06Which pays a better dividend — CVGI or STRT?
None of the stocks in this comparison currently pay a material dividend.
All are effectively zero-yield and should be held for capital appreciation rather than income.
07Is CVGI or STRT better for a retirement portfolio?
For long-horizon retirement investors, Strattec Security Corporation (STRT) is the stronger choice — it scores higher on the combination of lower volatility, dividend reliability, and long-term compounding.
Commercial Vehicle Group, Inc. (CVGI) carries a higher beta of 2. 13 — meaning larger drawdowns in market downturns, which matters significantly when you cannot wait years for a recovery. Both have compounded well over 10 years (STRT: +49. 3%, CVGI: +113. 0%), confirming both are viable long-term holds — but the lower-volatility option typically results in less emotional selling during corrections. Retirement portfolios generally favour predictability over maximum returns. Consult a financial advisor before making allocation decisions.

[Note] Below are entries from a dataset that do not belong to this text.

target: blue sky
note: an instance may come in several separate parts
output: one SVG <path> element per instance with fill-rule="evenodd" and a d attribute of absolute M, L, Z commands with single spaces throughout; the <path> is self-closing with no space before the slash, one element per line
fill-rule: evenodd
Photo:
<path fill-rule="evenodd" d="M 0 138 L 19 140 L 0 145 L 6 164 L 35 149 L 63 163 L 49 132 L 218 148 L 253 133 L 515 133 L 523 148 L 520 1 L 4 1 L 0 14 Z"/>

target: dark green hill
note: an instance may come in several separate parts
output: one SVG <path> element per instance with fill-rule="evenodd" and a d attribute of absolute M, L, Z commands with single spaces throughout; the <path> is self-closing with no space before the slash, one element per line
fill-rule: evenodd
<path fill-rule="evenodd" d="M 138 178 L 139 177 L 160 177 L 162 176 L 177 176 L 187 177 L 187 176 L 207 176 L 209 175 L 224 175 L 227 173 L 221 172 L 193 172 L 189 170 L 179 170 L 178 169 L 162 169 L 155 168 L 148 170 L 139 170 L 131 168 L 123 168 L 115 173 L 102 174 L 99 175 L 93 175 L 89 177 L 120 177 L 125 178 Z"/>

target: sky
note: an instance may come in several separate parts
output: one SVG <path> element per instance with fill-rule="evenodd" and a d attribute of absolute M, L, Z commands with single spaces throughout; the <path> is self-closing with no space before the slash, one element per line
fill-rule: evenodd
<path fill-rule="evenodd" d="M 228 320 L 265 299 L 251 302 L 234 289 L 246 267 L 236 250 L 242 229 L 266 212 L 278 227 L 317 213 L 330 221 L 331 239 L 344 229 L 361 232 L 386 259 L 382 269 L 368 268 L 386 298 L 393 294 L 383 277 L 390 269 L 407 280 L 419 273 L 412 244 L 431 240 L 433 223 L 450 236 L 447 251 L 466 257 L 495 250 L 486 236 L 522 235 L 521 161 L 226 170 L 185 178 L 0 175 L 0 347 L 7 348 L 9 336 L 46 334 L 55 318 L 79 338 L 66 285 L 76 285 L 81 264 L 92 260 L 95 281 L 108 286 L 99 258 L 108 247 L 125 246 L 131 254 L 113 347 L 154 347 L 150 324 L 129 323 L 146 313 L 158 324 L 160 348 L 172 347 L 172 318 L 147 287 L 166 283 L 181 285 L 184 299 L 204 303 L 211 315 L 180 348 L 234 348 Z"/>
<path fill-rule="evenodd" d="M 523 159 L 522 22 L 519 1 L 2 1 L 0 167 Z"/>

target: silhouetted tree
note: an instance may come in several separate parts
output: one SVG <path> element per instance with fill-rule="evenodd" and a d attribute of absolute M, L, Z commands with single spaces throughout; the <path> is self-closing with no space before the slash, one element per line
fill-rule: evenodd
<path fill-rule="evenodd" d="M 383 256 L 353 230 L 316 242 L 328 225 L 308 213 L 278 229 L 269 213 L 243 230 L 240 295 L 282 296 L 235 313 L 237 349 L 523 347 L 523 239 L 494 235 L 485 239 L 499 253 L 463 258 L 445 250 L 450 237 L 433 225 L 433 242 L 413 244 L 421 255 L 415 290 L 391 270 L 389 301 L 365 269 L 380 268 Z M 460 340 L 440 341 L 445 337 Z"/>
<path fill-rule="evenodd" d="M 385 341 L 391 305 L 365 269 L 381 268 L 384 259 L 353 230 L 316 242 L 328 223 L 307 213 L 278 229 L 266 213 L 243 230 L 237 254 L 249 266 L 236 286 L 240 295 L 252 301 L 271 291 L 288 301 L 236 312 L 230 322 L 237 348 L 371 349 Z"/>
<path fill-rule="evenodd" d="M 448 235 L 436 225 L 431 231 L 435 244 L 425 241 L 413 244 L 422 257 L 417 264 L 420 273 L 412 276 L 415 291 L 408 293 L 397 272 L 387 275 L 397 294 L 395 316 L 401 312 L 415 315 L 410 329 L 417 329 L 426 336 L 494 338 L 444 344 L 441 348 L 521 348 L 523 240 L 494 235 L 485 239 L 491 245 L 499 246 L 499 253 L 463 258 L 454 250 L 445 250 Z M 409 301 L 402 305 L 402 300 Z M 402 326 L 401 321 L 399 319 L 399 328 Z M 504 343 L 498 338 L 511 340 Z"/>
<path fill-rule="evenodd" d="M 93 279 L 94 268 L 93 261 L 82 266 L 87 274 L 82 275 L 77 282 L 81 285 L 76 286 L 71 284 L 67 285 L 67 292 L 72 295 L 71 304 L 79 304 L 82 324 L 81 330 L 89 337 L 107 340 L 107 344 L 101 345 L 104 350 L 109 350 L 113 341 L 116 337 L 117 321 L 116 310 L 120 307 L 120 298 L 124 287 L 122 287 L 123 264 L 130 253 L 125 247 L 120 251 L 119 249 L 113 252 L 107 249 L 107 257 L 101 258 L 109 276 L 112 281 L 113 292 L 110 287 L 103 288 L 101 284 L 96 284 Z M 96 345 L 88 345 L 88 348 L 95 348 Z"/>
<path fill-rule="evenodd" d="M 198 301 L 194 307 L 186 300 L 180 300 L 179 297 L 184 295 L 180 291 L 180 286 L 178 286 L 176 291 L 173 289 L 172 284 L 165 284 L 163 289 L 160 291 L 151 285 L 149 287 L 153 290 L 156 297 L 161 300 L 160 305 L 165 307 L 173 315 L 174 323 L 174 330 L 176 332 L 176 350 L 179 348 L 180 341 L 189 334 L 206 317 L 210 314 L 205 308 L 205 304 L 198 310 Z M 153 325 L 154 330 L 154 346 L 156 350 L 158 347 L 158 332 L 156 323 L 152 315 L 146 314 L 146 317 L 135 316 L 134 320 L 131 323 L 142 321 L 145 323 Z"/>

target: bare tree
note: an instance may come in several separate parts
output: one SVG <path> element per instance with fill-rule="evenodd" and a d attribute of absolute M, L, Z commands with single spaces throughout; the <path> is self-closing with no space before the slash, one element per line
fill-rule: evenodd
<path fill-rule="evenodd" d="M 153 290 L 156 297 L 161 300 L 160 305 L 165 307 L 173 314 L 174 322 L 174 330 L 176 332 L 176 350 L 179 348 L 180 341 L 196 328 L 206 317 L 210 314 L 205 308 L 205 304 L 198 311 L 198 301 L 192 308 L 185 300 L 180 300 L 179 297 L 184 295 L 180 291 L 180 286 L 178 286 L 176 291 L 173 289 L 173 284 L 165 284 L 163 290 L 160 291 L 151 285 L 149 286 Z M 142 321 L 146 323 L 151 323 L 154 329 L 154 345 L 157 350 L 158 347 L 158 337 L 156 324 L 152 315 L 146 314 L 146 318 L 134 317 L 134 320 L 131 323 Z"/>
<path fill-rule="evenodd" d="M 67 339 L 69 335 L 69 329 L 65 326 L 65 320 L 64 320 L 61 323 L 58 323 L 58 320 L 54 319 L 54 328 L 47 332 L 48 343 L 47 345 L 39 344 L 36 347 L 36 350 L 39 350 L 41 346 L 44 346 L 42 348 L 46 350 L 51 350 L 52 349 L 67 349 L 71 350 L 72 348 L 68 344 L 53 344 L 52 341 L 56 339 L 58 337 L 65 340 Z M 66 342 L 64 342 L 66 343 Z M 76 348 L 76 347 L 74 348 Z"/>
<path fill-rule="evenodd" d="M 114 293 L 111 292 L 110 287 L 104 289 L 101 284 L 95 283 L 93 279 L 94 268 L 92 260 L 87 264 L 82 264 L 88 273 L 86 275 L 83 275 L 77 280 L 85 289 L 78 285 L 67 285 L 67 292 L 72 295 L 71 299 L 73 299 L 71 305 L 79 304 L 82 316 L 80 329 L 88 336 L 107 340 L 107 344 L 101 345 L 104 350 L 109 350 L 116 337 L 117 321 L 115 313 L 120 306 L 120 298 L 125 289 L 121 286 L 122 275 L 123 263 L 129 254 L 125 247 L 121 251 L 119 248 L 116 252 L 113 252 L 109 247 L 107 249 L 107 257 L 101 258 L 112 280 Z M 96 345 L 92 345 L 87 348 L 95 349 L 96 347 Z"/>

08What are the main differences between CVGI and STRT?
Both stocks operate in the Consumer Cyclical sector, making this a peer-level intra-sector comparison — the same macro tailwinds and headwinds will affect both.
In terms of investment character: CVGI is a small-cap quality compounder stock; STRT is a small-cap deep-value stock. These fundamental differences mean investors should not choose between them on a single metric — the "better stock" depends entirely on which of these characteristics aligns with your investment strategy.